O segundo fala do gênero “lo-fi”, um estilo musical que se aproxima de gravações da música tocada ao vivo, com ruídos e distorções dos instrumentos incorporando-se à produção final. O importante para artistas como Syd Barrett e Velvet Underground -nos anos 1960-, Pavement, Neutral Milk Hotel, Jon Spencer Blues Explosion e muitos outros -nos anos 1990- era, considerando as diferentes proporções, o resultado de um momento específico em que a canção foi gravada. Um paralelo da inspiração “faça você mesmo” que veio do punk e do hardcore.

Pois é neste balaio estético que o taubateano Diaz apresenta o single “Não É Por Isso”, parte de mixtape de quatro músicas lançado na última semana pelo selo recifense Transtorninho Records. “Sempre abracei essa estética. Você não precisa de tantos recursos para chegar a uma conclusão plausível para o que está pensando”, diz Diaz, ou Vinicius Dias, que gravou essas canções e os EPs “Caipira” e “Delirante EP” em 2013 no estúdio de sua casa em Taubaté.

Fagner
A mixtape também tem o b-side “Silenciosamente Espero Ela Chegar” e os covers de “Sujeito Sem Brio”, do Hierofante Púrpura, e “Terrapin”, a primeira música de “The Madcap Laughs”, primeiro disco solo de Syd Barrett, líder do Pink Floyd. Todas as faixas foram feitas com voz, violão, guitarra e softwares de sintetizadores, recheadas de camadas de distorção.

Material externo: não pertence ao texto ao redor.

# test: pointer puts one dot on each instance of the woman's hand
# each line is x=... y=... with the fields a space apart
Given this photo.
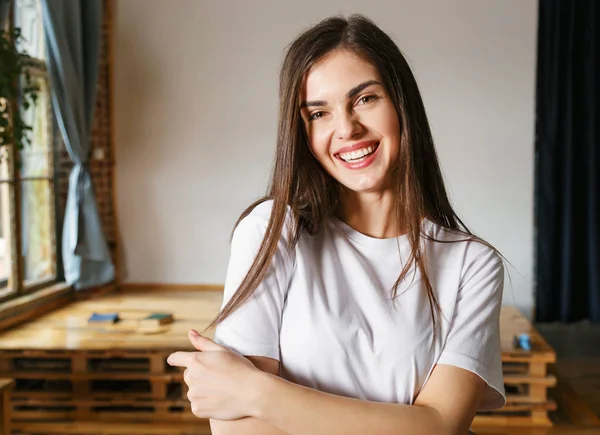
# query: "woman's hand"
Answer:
x=223 y=385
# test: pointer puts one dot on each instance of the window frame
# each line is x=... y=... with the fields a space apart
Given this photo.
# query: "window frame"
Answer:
x=22 y=288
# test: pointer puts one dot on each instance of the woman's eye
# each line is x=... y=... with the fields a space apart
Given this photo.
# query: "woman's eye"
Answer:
x=366 y=99
x=316 y=115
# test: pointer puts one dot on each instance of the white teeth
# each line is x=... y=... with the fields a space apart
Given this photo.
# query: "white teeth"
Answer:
x=357 y=154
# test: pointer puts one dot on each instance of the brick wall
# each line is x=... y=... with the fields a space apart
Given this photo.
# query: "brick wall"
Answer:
x=102 y=159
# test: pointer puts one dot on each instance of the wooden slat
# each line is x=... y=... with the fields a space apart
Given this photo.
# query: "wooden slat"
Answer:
x=548 y=381
x=200 y=427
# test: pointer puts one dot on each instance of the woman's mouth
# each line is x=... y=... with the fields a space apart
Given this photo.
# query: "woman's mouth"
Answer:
x=359 y=158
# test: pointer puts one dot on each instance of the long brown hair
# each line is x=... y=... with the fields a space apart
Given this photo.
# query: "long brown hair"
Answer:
x=299 y=181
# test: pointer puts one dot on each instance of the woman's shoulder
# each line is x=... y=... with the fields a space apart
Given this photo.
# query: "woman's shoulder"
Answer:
x=257 y=219
x=467 y=248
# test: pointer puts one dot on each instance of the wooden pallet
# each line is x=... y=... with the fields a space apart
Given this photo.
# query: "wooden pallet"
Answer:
x=95 y=385
x=526 y=378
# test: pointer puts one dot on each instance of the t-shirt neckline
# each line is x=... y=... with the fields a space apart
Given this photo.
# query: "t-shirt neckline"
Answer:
x=385 y=243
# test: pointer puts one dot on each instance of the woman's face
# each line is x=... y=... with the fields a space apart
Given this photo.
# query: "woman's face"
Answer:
x=351 y=123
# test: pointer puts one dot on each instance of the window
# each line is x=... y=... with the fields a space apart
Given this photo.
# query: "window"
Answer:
x=28 y=229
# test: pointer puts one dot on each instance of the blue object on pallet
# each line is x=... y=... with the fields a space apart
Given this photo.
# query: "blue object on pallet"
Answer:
x=104 y=318
x=523 y=341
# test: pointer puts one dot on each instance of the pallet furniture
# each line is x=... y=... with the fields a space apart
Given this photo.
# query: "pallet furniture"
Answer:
x=526 y=377
x=5 y=415
x=67 y=370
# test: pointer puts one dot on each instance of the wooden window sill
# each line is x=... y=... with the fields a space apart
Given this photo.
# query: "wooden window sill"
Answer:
x=26 y=307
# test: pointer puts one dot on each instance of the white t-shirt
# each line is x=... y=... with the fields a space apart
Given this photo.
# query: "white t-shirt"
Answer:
x=325 y=311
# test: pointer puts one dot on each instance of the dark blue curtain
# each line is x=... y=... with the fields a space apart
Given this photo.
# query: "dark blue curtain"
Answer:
x=72 y=29
x=567 y=162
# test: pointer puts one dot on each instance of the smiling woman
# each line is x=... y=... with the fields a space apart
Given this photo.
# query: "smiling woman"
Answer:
x=363 y=302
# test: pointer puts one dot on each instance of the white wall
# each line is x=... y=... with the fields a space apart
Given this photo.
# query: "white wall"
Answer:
x=196 y=105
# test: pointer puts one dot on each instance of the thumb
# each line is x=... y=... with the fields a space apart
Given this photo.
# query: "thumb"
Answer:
x=202 y=343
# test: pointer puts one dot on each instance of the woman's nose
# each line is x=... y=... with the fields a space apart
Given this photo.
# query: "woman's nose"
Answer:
x=348 y=126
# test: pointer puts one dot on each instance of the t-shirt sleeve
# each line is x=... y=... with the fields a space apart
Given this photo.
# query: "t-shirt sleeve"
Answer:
x=253 y=329
x=473 y=341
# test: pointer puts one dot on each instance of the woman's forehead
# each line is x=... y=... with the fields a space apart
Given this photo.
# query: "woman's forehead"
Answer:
x=336 y=74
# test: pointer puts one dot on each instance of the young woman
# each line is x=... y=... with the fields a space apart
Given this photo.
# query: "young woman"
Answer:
x=356 y=301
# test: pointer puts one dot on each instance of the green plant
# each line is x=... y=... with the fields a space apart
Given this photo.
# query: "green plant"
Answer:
x=16 y=89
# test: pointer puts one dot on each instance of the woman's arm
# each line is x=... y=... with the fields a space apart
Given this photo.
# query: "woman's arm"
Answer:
x=445 y=406
x=250 y=425
x=224 y=385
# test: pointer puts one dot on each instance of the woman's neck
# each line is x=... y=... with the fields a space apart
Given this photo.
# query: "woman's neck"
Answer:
x=372 y=214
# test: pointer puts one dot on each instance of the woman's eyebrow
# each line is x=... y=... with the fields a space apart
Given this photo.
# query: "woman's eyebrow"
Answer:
x=356 y=90
x=351 y=94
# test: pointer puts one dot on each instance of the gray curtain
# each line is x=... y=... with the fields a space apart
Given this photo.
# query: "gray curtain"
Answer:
x=4 y=6
x=72 y=36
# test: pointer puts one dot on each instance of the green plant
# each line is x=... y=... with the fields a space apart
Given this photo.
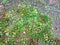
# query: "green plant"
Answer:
x=26 y=23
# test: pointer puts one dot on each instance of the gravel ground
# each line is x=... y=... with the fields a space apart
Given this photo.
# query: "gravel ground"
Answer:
x=54 y=12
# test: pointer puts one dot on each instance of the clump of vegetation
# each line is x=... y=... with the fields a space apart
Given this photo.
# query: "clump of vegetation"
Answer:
x=25 y=23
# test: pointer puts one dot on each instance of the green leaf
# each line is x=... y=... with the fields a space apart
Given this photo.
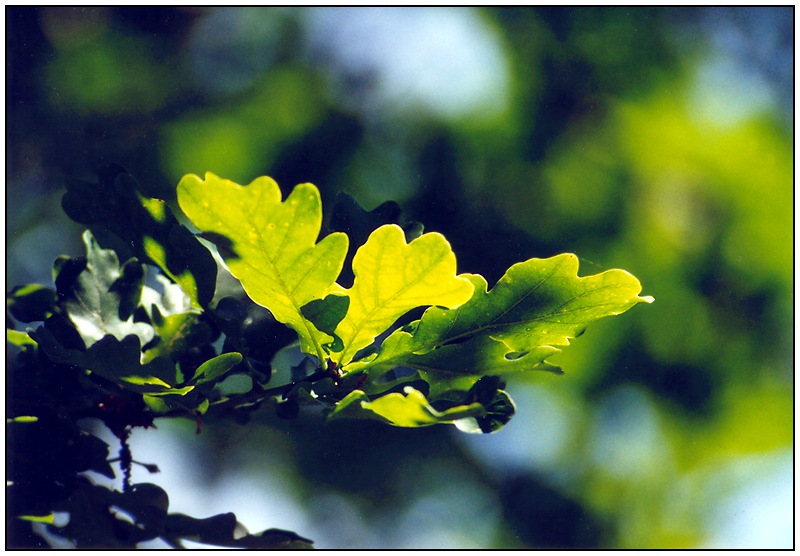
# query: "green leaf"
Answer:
x=100 y=297
x=393 y=277
x=498 y=405
x=217 y=366
x=269 y=245
x=410 y=409
x=31 y=302
x=351 y=218
x=117 y=361
x=19 y=339
x=115 y=203
x=535 y=306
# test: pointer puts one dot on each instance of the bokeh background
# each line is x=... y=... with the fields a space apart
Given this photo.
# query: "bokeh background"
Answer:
x=655 y=140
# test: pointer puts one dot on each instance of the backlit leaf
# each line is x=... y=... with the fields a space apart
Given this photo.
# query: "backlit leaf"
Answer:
x=269 y=245
x=535 y=306
x=391 y=278
x=99 y=296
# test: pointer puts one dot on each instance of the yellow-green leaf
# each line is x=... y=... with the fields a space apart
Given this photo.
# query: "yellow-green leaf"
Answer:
x=269 y=245
x=393 y=277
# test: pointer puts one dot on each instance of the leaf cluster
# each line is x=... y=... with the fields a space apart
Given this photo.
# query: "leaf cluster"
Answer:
x=366 y=318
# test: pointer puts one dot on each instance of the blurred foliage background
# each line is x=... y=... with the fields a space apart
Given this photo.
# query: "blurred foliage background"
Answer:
x=654 y=140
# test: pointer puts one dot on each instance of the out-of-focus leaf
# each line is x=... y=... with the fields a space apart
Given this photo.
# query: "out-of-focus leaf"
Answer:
x=31 y=302
x=115 y=203
x=100 y=297
x=117 y=361
x=224 y=530
x=269 y=245
x=19 y=339
x=391 y=278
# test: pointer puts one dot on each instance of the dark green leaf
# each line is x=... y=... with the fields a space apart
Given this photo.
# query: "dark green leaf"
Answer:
x=31 y=302
x=99 y=297
x=145 y=223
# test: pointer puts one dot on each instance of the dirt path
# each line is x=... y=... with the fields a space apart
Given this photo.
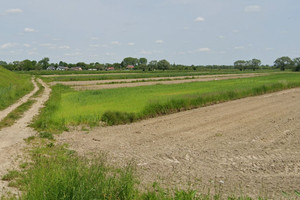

O “lo-fi” e parte das letras, diz Diaz, vem dos tempos de Sin Ayuda, banda da qual o guitarrista foi compositor nos últimos cinco anos. “Depois que a gente parou, eu continuei compondo e fui para um outro caminho, como cantar só em português”, afirma o músico, que também lembra do americano Ty Segall, do próprio Hierofante Púrpura e de Raimundo Fagner como influências das canções. “A parada é essa: ‘lo-fi’, violão, guitarra e melancolia”.

Junto com os registros anteriores, Diaz faz o lançamento do novo repertório no dia 26, em São Paulo, abrindo para o Hierofante Púrpura na noite “Noise Free”, da Associação Cecília, em São Paulo.